Kaldı ki Mescid-i Aksa’nın güvenliğini sağlama rolünün İsrail’e verilmesi de akıl tutulması, ahlak buharınıdır. ABD-İsrail işbirliğiyle servis ve beyan edilen batış planı kesinlikle yok hükmündedir, hiçbir dayanağı, hiçbir kapsayıcılığı ileri sürülemeyecektir.Kudüs ilk kıblemiz ve ortak kaderimizdir. İsrail’in eline bırakılması, iki devletli çözüm arayışlarının rafa kaldırılması, Mescid-i Aksa’nın kapısında İsrail’in nöbet tutması imkânsız ve iffetsiz bir hevestir. İsrail-Filistin arasındaki kalıcı çözüm ve barışın yegâne yolu, 1967 sınırlarına riayet eden, başkenti Doğu Kudüs olan bağımsız, egemen ve coğrafi süreklilik içinde bir Filistin devletinin kurulması, bunun da tanınmasıdır.
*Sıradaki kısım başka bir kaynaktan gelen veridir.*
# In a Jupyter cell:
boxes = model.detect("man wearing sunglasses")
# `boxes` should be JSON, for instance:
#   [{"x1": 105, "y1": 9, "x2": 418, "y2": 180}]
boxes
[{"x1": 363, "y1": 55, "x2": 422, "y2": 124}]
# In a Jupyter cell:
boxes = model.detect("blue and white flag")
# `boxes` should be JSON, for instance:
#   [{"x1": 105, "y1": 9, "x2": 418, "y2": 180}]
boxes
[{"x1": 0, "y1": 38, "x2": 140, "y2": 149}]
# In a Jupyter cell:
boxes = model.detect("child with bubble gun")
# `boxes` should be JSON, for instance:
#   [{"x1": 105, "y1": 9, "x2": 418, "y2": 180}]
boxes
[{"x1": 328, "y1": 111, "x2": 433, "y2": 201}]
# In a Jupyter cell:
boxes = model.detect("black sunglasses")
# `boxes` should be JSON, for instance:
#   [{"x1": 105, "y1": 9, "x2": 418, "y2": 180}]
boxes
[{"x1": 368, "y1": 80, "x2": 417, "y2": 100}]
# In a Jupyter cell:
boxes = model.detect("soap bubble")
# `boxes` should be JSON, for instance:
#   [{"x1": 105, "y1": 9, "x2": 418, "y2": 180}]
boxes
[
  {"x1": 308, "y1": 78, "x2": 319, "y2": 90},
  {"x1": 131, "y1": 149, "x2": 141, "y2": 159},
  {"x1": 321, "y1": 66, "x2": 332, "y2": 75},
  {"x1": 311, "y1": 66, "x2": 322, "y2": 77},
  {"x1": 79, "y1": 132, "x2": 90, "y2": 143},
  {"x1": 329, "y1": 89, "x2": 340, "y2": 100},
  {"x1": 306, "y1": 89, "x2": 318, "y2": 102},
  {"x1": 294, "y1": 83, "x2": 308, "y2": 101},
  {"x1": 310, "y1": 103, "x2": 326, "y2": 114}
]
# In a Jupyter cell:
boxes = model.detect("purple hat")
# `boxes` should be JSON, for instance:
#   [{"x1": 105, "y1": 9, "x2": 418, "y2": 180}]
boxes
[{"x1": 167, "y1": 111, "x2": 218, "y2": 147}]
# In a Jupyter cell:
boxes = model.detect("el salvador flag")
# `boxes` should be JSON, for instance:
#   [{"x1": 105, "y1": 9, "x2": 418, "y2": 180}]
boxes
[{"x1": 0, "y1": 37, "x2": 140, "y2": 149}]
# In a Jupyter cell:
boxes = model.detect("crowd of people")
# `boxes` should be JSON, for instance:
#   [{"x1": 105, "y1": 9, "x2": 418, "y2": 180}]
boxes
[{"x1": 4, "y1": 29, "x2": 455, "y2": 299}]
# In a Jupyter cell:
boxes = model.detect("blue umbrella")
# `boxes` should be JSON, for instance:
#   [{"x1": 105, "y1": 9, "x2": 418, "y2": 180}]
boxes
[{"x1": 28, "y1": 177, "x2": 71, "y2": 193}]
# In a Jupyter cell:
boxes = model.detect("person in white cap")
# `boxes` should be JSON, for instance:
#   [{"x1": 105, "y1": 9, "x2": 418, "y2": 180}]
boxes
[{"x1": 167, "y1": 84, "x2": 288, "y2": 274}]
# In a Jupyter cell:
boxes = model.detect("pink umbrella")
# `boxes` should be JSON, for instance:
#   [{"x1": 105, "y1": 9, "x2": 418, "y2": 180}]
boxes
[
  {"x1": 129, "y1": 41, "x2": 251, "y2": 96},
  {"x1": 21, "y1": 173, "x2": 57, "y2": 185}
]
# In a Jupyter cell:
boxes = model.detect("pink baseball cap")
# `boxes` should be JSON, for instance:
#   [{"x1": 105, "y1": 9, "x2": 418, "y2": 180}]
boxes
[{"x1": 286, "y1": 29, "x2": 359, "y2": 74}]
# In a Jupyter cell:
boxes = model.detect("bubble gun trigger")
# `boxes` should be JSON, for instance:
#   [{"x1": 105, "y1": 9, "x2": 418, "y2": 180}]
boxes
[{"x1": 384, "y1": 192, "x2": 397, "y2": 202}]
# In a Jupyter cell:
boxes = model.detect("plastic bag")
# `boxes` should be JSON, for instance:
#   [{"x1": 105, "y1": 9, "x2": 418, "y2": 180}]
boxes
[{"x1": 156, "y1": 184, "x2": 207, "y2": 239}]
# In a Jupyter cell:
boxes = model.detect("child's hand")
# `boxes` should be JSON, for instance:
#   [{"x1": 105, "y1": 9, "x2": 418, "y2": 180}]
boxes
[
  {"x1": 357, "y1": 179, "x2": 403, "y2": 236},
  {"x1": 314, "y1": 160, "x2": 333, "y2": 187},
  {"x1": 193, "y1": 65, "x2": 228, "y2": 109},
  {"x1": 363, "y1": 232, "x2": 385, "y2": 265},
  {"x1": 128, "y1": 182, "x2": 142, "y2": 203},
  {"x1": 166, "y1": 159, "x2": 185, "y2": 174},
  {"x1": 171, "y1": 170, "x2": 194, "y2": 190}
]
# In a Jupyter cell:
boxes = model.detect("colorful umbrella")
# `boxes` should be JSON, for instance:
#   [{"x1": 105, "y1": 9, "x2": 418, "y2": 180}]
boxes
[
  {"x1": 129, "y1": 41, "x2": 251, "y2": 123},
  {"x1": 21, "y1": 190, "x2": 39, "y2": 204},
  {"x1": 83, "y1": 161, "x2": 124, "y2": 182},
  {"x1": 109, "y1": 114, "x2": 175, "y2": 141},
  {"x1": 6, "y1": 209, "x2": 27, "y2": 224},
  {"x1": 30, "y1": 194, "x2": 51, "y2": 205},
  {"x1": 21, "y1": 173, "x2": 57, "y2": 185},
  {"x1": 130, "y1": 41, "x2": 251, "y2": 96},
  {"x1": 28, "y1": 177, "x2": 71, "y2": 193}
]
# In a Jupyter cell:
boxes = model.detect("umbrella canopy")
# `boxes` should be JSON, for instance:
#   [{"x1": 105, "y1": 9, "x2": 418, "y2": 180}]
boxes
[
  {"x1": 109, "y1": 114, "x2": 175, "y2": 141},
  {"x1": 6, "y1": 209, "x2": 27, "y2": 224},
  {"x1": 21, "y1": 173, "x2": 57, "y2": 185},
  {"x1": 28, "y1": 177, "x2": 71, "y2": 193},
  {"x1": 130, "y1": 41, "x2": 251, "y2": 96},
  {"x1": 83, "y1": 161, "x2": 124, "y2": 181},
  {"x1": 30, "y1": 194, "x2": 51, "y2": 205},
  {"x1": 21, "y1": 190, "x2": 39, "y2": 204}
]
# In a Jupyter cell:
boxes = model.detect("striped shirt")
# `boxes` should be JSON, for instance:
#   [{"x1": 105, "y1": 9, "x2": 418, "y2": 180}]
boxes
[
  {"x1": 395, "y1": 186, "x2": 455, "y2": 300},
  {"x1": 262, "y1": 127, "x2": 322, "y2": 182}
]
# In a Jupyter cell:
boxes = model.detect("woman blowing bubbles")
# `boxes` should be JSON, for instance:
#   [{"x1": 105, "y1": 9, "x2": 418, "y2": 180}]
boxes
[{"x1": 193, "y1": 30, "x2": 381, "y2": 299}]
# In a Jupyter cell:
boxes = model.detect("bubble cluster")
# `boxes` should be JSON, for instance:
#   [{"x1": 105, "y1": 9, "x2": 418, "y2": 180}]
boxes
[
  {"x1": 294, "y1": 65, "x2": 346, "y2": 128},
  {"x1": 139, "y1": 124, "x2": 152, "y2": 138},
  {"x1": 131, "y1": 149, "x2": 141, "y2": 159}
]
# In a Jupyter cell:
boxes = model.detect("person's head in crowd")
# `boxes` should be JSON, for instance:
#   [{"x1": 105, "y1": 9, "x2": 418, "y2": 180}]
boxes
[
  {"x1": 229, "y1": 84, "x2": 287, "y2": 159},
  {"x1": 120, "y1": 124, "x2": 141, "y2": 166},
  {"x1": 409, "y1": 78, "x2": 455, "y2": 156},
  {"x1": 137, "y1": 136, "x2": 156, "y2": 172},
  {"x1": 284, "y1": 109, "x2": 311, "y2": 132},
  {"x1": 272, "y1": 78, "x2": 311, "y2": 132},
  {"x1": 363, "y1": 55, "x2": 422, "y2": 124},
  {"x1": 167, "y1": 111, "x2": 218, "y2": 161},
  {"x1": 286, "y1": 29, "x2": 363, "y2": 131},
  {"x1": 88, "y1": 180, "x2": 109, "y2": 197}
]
Milliyetçi Hareket Partisi’ne göre başkaca bir çözüm arayışı beyhudedir. TBMM’de grubu bulunan siyasi partilerin batış planına ortak iradeyle tepki göstermeleri Türkiye’nin tutum ve duruşunu ihsas, ibra ve ispat etmesi bakımından muazzam değer ve önemdedir.